I take our two batteries off and connect one to a charger for about a week, then the other, throughout the winter.

I'd never heard that leaving them on the concrete floor would drain them. I'll start putting mine off the floor. Thanks for the tip.


----------



## PDX_Doug (Nov 16, 2004)

We will leave ours in the trailer, but also have a cutoff switch that will take them out of the loop (same as removing them).

As far as leaving them on a concrete floor... That's a new one on me! Anyone out there that can explain that one? I have my doubts!

Happy Trails,
Doug


----------



## Katrina (Dec 16, 2004)

battery myths

I remove mine and store them inside the basement for the winter.


----------



## NDJollyMon (Aug 22, 2003)

I've heard the concrete thing was a myth too. I have never had a problem storing them there.

Here is a great link to info:
12 Volt side of life


----------



## hurricaneplumber (Apr 12, 2004)

I have heard the myth also, but the way I went about it to be safe, put the batteries up the shelf. Whether that matters or not. A myth is a myth or is it?


----------



## huntr70 (Jul 8, 2005)

I plan on keeping mine where they are. I am plugged in to my garage all year long. The Tech at my PDI says that will be fine, it keeps it charged, and keeps it from freezing. Just check the fluid level every couple weeks.

Steve


----------



## BigBadBrain (Aug 26, 2004)

I take mine home (the Outback is kept at a storage facility)







so we remove the battery, take it home and keep it on a Battery Tender all winter. Check it once a month for water and it's good to go next spring. The Battery Tender monitors the battery and prevents overcharging.

BBB


----------



## merlotman (Dec 28, 2004)

I take mine out of the camper and the boat for the winter and store them in the garage on the floor. They are all hooked to a smart charger/maintainer that will independently monitor and charge/maintain three batteries at the same time. One of the best investments I have made. During the camping season the battery stays in the camper and the camper stays plugged in between trips. The "never store batteries on concrete" is a myth.


----------



## 7heaven (Jun 4, 2005)

It's 92 here today, I hope winter doesn't come......


----------



## Y-Guy (Jan 30, 2004)

Since we can't store the USS Raptor on the side of the house I'll pull the batteries once we are done camping for the year. That way I can put them on a battery tender and have them in good shape for the next year. It only lasts about 3 months but with the cold winters here its a good idea if you can't keep things plugged in at all and prevents theft.


----------



## Thor (Apr 7, 2004)

I remove both my batteries and store them in the basement on some 2x4. I charge them every 6-8 weeks during the winter months.

Thor


----------



## Oregon_Camper (Sep 13, 2004)

Great info on the storage for the winter.

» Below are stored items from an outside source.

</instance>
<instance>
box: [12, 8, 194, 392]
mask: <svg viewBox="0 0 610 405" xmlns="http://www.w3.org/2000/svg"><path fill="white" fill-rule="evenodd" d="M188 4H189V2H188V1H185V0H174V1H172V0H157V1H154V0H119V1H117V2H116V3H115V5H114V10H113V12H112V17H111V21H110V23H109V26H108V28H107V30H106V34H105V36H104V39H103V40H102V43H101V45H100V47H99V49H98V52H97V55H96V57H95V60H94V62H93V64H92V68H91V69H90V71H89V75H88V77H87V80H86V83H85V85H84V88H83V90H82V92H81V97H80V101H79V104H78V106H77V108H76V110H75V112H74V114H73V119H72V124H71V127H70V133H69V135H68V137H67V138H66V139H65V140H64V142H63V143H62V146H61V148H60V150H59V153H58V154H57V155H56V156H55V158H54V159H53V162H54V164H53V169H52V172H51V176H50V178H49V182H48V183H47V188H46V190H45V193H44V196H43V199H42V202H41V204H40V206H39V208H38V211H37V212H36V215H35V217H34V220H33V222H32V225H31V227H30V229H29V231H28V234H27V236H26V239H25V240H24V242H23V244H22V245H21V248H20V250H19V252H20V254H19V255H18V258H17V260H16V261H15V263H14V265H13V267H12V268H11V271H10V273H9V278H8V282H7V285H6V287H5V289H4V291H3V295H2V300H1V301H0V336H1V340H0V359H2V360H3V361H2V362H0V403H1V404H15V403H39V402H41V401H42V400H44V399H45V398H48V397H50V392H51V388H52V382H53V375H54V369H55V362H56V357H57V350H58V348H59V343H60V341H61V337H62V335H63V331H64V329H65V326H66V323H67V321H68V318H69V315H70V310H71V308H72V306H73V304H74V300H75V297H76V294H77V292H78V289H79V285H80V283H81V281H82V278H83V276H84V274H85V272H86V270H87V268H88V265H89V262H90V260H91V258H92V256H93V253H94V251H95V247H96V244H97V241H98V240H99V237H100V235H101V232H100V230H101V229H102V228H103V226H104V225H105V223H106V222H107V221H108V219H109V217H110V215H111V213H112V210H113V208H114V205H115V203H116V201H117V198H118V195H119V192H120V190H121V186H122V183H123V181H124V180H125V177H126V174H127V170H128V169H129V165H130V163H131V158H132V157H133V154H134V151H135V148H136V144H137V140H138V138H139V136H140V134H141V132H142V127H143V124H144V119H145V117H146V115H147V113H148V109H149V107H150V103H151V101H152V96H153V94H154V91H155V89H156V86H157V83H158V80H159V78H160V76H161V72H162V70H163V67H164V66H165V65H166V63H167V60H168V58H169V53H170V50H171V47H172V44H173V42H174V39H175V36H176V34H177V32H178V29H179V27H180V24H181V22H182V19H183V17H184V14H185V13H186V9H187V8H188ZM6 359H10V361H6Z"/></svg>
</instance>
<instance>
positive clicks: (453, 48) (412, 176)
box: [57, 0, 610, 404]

Can one of you post a referal for a "battery tender"? Seems I know have one more thing to buy....


----------



## HootBob (Apr 26, 2004)

I keep mine in all the time and plugged in at home
I check the battery every couple of weeks

Don


----------



## hurricaneplumber (Apr 12, 2004)

In my never ending quest to always learn more, here is information from Trojan on battery storage.

*Storage*

Periods of inactivity can be extremely harmful to lead acid batteries. When placing a battery into storage, follow the recommendations below to insure that the battery remains healthy and ready for use.

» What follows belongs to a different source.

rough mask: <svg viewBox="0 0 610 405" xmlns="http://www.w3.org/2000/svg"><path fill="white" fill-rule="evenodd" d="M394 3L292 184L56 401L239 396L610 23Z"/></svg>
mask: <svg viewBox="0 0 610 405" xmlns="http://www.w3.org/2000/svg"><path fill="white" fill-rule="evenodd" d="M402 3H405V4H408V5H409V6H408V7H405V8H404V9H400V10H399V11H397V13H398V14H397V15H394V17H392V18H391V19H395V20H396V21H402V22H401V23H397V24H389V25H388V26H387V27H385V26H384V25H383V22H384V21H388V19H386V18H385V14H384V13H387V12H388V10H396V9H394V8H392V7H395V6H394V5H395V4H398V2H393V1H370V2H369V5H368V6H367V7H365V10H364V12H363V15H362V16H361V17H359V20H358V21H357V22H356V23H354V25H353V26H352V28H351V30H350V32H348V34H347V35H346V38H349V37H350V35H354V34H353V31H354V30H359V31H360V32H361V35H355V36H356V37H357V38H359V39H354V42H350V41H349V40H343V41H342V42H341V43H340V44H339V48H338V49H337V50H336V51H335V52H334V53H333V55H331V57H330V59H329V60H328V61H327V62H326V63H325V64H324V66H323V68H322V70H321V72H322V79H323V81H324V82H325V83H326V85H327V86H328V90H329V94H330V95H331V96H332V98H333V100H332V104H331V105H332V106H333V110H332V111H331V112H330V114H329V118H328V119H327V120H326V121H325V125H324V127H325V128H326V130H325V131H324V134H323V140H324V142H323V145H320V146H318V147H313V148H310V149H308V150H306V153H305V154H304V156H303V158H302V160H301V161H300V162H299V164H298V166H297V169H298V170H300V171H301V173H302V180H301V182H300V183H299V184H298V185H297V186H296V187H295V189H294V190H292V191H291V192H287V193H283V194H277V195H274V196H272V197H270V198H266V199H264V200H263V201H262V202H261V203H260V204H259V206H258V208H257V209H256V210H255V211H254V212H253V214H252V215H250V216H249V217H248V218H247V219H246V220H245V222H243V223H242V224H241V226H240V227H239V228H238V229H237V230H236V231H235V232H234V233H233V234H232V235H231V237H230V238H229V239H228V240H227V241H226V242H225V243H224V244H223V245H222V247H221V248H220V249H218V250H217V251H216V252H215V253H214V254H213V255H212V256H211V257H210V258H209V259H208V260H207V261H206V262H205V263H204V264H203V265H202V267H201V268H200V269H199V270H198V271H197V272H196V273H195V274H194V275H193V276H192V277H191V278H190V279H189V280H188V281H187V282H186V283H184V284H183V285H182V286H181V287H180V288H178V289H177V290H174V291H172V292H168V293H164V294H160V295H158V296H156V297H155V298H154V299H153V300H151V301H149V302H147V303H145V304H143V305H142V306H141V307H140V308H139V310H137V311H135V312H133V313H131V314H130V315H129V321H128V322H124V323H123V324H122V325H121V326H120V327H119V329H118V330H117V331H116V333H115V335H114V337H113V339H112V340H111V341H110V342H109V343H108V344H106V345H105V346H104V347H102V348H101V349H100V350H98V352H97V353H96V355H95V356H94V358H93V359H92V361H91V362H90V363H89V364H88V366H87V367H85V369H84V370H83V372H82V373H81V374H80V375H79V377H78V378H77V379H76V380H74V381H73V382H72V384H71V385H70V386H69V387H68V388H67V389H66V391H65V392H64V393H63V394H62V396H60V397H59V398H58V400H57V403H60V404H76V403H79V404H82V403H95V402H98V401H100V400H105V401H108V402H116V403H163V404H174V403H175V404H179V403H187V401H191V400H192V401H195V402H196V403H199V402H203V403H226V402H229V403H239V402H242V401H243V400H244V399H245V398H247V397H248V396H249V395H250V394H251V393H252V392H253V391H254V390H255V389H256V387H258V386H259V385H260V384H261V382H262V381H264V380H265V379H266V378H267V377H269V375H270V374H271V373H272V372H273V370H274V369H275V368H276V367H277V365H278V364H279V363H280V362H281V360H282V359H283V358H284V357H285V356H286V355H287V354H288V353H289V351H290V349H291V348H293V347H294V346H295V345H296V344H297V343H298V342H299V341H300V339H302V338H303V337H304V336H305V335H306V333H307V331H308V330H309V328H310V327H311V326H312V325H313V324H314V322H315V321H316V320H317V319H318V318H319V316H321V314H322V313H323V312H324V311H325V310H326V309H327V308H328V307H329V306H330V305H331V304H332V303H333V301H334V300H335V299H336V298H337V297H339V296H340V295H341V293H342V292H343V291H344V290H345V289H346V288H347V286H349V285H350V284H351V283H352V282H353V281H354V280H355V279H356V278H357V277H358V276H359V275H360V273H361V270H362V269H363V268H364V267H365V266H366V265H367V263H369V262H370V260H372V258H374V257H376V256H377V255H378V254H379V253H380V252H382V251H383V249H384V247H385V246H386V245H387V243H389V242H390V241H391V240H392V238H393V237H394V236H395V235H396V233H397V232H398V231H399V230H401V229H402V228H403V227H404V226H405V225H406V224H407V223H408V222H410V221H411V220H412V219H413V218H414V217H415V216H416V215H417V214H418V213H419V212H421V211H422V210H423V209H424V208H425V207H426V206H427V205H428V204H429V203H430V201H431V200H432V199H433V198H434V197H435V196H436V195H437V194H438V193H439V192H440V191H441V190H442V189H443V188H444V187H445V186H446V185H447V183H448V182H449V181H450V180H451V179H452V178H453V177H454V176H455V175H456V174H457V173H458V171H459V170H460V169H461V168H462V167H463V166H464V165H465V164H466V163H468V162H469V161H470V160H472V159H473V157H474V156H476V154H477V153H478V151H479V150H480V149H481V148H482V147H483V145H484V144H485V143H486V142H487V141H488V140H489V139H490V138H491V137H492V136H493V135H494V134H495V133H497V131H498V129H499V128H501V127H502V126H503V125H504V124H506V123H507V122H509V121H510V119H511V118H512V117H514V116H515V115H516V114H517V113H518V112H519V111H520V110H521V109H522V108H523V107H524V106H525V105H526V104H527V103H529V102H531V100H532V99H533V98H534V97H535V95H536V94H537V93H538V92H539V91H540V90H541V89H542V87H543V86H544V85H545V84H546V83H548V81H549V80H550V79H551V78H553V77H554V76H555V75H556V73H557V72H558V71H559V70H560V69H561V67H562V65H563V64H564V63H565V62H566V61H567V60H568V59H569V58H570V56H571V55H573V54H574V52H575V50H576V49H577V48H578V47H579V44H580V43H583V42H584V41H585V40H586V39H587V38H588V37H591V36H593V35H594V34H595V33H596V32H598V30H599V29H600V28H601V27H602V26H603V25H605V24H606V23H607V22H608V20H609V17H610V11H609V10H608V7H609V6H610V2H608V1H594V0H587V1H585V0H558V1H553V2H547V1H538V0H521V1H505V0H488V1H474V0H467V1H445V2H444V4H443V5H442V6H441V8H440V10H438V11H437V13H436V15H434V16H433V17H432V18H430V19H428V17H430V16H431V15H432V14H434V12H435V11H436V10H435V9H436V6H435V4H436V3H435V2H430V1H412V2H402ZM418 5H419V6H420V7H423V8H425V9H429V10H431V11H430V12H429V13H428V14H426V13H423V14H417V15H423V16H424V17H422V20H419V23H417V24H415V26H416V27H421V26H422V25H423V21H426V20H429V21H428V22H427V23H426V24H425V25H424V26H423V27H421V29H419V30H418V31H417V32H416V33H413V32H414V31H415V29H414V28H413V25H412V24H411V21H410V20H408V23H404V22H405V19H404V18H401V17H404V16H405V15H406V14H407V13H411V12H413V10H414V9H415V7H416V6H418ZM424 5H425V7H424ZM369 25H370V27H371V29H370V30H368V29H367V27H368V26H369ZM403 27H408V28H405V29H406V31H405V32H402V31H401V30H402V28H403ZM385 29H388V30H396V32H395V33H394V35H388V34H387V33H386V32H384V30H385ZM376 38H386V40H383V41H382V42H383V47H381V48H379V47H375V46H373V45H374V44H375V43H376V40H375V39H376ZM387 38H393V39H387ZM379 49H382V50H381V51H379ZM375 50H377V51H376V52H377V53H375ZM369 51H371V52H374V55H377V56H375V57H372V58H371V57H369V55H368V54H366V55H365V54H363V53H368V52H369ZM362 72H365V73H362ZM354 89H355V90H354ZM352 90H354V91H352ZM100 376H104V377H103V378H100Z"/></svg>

*NOTE: Storing, charging or operating batteries on concrete is perfectly OK.*

The most important things to avoid:

*1. Freezing*. Avoid locations where freezing temperature is expected. Keeping a battery at a high state of charge will also prevent freezing. Freezing results in irreparable damage to a battery's plates and container.

*2. Heat*. Avoid direct exposure to heat sources, such as radiators or space heaters. Temperatures above 80Â° F accelerate the battery's self-discharge characteristics.

Step by step storage procedure:

1. Completely charge the battery before storing.
2. Store the battery in a cool, dry location, protected from the elements. 
3. During storage, monitor the specific gravity (flooded) or voltage. Batteries in storage should be given a boost charge when they show a 70% charge or less. 
4. Completely charge the battery before re-activating. 
5. For optimum performance, equalize the batteries (flooded) before putting them back into service. Refer to the Equalizing section for this procedure.

kevin


----------



## camping479 (Aug 27, 2003)

I remove mine and store it in the basement hooked up to a trickle charger.

Mike


----------